According to the Ministry of Industry and Trade, domestic gasoline prices have been affected by political conflicts between the West and Russia. Meanwhile, in the first quarter, Nghi Son’s petroleum output was still in short supply due to the company’s internal problems.

“Dear” Nghi Son and the internal problems of the petroleum industry

The price of domestic gasoline has increased over the past few days due to external factors. However, the internal problem of the domestic petroleum industry is still the direct cause. It is due to the imbalance between supply and demand, import and export of crude oil and the problem of Nghi Son refinery and petrochemical.

Regarding supply and demand, in order to ensure that Nghi Son’s products are fully consumed in the market, petrol and oil hubs do not have a lot of land to play, and the quantity of imports is limited. It was only when Nghi Son gasoline did not have enough supply and had too many problems, that the Ministry of Industry and Trade urgently assigned 10 imported petroleum hubs, increasing the amount of imports to make up for the shortfall caused by “Dear” Nghi Son. Candlestick.

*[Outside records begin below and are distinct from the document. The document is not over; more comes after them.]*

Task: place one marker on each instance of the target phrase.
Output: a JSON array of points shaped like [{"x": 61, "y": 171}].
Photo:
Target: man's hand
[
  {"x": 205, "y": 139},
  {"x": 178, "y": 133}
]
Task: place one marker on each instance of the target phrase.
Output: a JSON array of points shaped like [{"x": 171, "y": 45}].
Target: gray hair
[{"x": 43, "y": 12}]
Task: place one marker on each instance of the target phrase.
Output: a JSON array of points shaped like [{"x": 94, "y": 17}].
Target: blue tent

The second problem is the export and import of crude oil, the problem of benefits and the impact of this policy. According to PVN and the Ministry of Industry and Trade, over the past time, Vietnam has imported quite a lot of crude oil, more than 11 million tons in 2020 and nearly 10 million tons in 2021. Meanwhile, the amount of crude oil exported was also 3.1 million tons.

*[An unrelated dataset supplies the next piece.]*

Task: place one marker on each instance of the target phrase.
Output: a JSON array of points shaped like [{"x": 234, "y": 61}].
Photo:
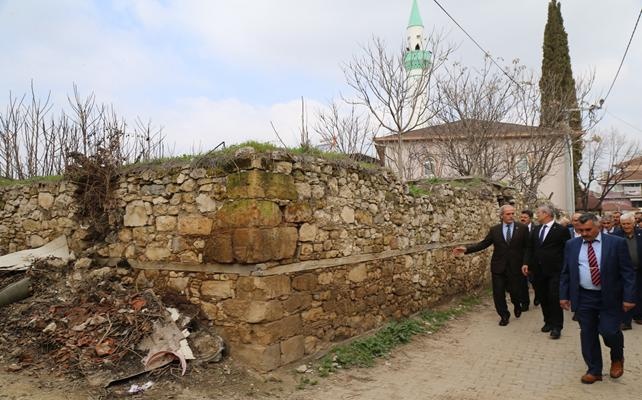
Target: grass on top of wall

The amount of crude oil imported is mainly from the Middle East, with low value, serving Nghi Son, a part for Dung Quat for petrochemicals to serve domestic petroleum. Meanwhile, domestic crude oil production is getting less and less due to decreasing reserves and changing strategy. Vietnam’s exported crude oil is mainly sweet oil, with high economic value and efficiency reported and explained by PVN and the Ministry of Industry and Trade.

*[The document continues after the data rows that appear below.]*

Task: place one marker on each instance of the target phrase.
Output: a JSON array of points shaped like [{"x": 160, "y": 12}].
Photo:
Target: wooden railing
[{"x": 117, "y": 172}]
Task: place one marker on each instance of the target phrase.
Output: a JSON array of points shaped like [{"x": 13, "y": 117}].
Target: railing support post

However, the problem lies in importing crude oil to serve domestic refineries, due to its financial difficulties and balance problems. Nghi Son Refinery and Petrochemical always “calls” for difficulties whenever crude oil in the world increases, PVN has to make up for losses, many times the operation of this plant is put on pause due to economic and efficiency problems. .

Nghi Son Refining and Petrochemical Company Limited (NSRP) is owned by the Vietnam Oil and Gas Group (PVN) with 25.1% of the capital, the International Kuwait Petroleum Company (KPI) holds 35.1%, and the Idemitsu Kosan Company (IKC). holds 35.1% capital and Mitsui Chemical Company (MCI) holds 4.7% capital. Nghi Son Refinery and Petrochemical is built in the plan to supply from 35 to 40% of total petroleum consumption in Vietnam, and products are consumed 100% in Vietnam.

According to the agreement between PVN and investors, PVN will be the off-taker of Nghi Son’s products with the wholesale price at the factory gate equal to the price of imported finished petroleum products, plus an import tax of 7%, and 3% for other petrochemical products (benzene, polypropylene…).

PVN’s commitment for Nghi Son to sell products at world prices, therefore, plus import tax for each unit of petrol, petrol price in Nghi Son is not cheap compared to imported petrol or petrol. sold by Dung Quat.

Nghi Son’s petroleum consumption problem is considered not to create competitive pressure to improve quality and distribution for Nghi Son. Meanwhile, Vietnam is currently implementing tax reduction and exemption on petroleum imports with many major partners, including Korea and ASEAN.

The effect from the product’s off-take policy, while the unstable financial capacity caused the Nghi Son refinery to cut off supply, and the supply crisis caused the domestic petroleum supply to have problems.

According to some experts, the high price of crude oil in the world, Nghi Son called financial difficulties and stopped operating is very difficult to accept because this threatens national energy security. Meanwhile, the Vietnamese government has created many incentives for this business.

In order to ensure supply, businesses are also very careful to import finished petroleum products from abroad because if the market fluctuates or domestic refineries deliver unplanned deliveries, businesses importing gasoline can have great consequences.